Llama del cielo en la tierra - Alfa y Omega

Llama del cielo en la tierra

Jaime Noguera Tejedor

Lo dice en la página 6: y es un alegato. Mucho más que las memorias de un niño que logró escapar de la deportación y convertirse en el marinero que soñaba llegar a ser.

Toda la novela, larguísima porque no quieres que termine y te detienes cada vez que puedes, 142 páginas de dolor y de ternura, está marcada por ese alegato: un niño y su bellísima madre viven, que no sobreviven, en campos de deportados; amenazados con la cárcel, con el campo de concentración, con el orfanato, con ser asesinados, viven, a pesar de todo, sustentados por su fe, por su convencimiento de que Dios es el único que no les abandona, y por el reflejo de la luz que hay en la ingenuidad valiente de él, Pietia, y la hermosura y firmeza de su madre, Bella. La novela es un ir y venir del sinsentido de la barbarie comunista en Siberia –rencillas, envidias, ajustes de cuentas, mentiras, desilusiones, guerra al fondo, sinrazones de todo tipo–, al recuerdo de una libertad lejana, pero cada día más presente en los anhelos de las personas. El amor es lo único que puede florecer entre tanto dolor.

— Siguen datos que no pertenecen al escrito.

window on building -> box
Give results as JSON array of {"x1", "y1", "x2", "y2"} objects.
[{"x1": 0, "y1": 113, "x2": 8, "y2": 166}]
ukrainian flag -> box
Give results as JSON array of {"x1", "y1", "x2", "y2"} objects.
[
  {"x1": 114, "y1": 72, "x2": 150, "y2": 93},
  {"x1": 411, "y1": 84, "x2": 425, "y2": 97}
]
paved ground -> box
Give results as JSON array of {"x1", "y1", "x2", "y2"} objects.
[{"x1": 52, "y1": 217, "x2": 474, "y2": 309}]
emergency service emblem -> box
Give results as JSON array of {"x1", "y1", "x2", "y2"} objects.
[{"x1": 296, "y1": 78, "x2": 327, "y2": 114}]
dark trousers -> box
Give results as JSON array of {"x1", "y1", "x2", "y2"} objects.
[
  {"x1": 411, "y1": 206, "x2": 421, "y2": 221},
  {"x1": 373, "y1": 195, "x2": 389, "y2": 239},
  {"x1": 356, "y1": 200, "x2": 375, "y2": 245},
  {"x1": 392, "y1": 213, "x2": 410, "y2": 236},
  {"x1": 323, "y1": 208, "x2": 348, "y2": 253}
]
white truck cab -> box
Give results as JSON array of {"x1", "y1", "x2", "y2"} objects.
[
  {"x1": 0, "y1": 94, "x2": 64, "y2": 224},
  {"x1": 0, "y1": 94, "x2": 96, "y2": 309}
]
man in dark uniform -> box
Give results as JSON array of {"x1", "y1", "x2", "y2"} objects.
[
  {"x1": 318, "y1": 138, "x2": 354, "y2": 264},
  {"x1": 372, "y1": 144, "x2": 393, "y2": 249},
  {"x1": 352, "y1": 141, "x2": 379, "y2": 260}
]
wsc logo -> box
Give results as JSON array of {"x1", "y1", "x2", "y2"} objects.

Pietia descubre el bien a través de sus amigos y en el rostro de su madre. Bella sabe que su hermosura es su fuerza y su refugio. Ambos trabajan de lo lindo, no sólo porque les obliguen, sino por sentido del ritmo de la vida. Y en ello habitan. La felicidad está en el punto de encuentro de la verdad, la bondad y la belleza. Y esas son las palancas con las que se cambian las marchas de esta novela: la capacidad de renunciar a lo que uno desea –un jersey a rayas, tabaco, un perfume–, la fe en Dios Padre y Creador, el cuidado con que se describen las galas de los artistas; la amistad que supera la camaradería, la búsqueda del fuego que hay en el interior de cada persona buena; la luz que ponen unas flores en una mesa sucia y oscura.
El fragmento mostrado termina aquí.